OK, forget the too-obvious arguments that prison will only lead to unemployment or paying thousands of pounds of tuition fees if he has to repeat a year of college, which will lead to Matthew becoming bitter and hating people – not becoming a better person. Forget the arguments that the internet is now being policed far more strictly than real life, or that the punishment doesn’t fit the “crime”. Forget the free speech arguments. They’ve no doubt been argued to death. No, let’s pretend that it is perfectly ethical to criminalise Matthew and that 12 weeks is an appropriate and mature reaction.
Well…even after pretending all of that, we still have a problem. Because the punishments never seem to fit the crimes. There seems to be no scale of internet justice.
Matthew just joked about a dead girl. However Michael Brutsch (as Violentacrez) actually posted either links to news articles or actual photos (depending on whether you believe Gawker.com or Brutsch) of dead girls. So, by that logic, shouldn’t Brutsch be given more than 12 weeks in jail, because his “crime” was worse than Woods’? And Brutsch was much older than Matthew. However, Brutsch didn’t even get arrested because USA law differs from UK law.
Similarly, the paparazzi who took nude shots of Kate Middleton from a mile away will have his career boosted, while posters to the subReddit Creepshots were outed by other individuals, and Brutsch, whose only role in Creepshots was to moderate it by removing any child pornography (something we can all agree with), was outed by Gawker and fired. (Bear in mind that the Creepshots photos were public and clothed in contrast to the photos of Kate who was naked and in private. The photos of Kate were the ultimate Creepshots, going far beyond anything ever posted to the Creepshots subreddit.) Yet no attempt has been made by individuals online to out the paparazzi who took the photos. Again, internet justice seems to be standing upon its head.
Most recently, Gawker reported on a misogynistic blog which (in my personal opinion) was far more disturbing than Matthew Woods’ comments or Brutsch’s pornography. Thois was real hate, and it was far longer than Woods’ one-liners. However, though Gawker outed Brutsch, they did not out the person behind the blog. The only individual who did think he should be outed then changed their mind and refused to do it, claiming that not enough people wanted him outed.
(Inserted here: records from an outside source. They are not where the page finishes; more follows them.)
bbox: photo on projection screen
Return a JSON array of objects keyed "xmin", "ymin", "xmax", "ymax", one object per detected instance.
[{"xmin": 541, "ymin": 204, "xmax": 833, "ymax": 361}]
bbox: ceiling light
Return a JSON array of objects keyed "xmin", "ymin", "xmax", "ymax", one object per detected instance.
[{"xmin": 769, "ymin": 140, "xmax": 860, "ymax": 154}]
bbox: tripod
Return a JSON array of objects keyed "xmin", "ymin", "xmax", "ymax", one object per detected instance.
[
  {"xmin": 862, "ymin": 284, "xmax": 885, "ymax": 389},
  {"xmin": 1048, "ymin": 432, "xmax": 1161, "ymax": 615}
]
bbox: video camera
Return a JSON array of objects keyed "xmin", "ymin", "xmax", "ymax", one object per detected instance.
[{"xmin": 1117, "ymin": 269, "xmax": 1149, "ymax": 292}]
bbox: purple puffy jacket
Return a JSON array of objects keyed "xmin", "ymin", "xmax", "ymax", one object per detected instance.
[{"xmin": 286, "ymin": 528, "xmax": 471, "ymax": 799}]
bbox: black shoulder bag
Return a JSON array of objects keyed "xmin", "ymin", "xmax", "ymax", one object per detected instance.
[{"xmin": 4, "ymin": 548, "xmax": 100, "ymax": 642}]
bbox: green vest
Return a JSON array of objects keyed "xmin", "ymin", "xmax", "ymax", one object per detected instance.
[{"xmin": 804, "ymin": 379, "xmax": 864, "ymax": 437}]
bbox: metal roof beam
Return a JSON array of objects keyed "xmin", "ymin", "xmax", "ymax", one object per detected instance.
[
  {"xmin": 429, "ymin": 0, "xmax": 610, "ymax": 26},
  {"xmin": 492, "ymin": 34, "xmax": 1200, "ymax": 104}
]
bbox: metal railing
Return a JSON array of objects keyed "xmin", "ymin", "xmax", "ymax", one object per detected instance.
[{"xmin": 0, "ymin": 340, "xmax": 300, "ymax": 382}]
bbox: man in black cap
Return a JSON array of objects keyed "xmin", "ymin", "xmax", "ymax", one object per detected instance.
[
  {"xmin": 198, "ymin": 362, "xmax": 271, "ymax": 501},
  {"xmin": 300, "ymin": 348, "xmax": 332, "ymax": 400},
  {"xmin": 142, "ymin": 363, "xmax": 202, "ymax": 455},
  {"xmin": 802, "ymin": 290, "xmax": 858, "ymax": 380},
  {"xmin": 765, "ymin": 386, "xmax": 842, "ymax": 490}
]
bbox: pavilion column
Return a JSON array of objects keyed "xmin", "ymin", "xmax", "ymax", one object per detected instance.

Not to mention the trolls I’ve come across online – one of whom, “Snails” repeatedly made racist comments on AOL about a 6 year old boy killed in a hit and run. “Snails” commented that it was great that there was “one less Paki” and asked “did he have a big cock?”. Other users were disgusted, yet he/she was not arrested or jailed. Similarly, I experienced – as well as perpertrated- what I would now call cyberbullying – insulting classmates online during arguments. At least Matthew Woods wasn’t cyberbullying; it would be different if he’d made those comments to April’s parents.
As I concluded in the ‘professional vs private spheres’ post, I again am forced to conclude that the law and media punish the least guilty while letting the real haters and misogynists go free.
It may be worth considering whether we should have a single set of laws for the internet, instead of relying on the laws of the country in which the individual posted comments to the internet. This might be more fair, and avoid the Woods/Brutsch problem of less guilty individuals being jailed while worse individuals go free simply because of the country they happen to reside in. Such an Internet Law would obviously be a form of international law and have its own court system. For practicality, perhaps every nations’s court system could hear internet cases, just like all EU member state courts can apply EU law (be EU courts).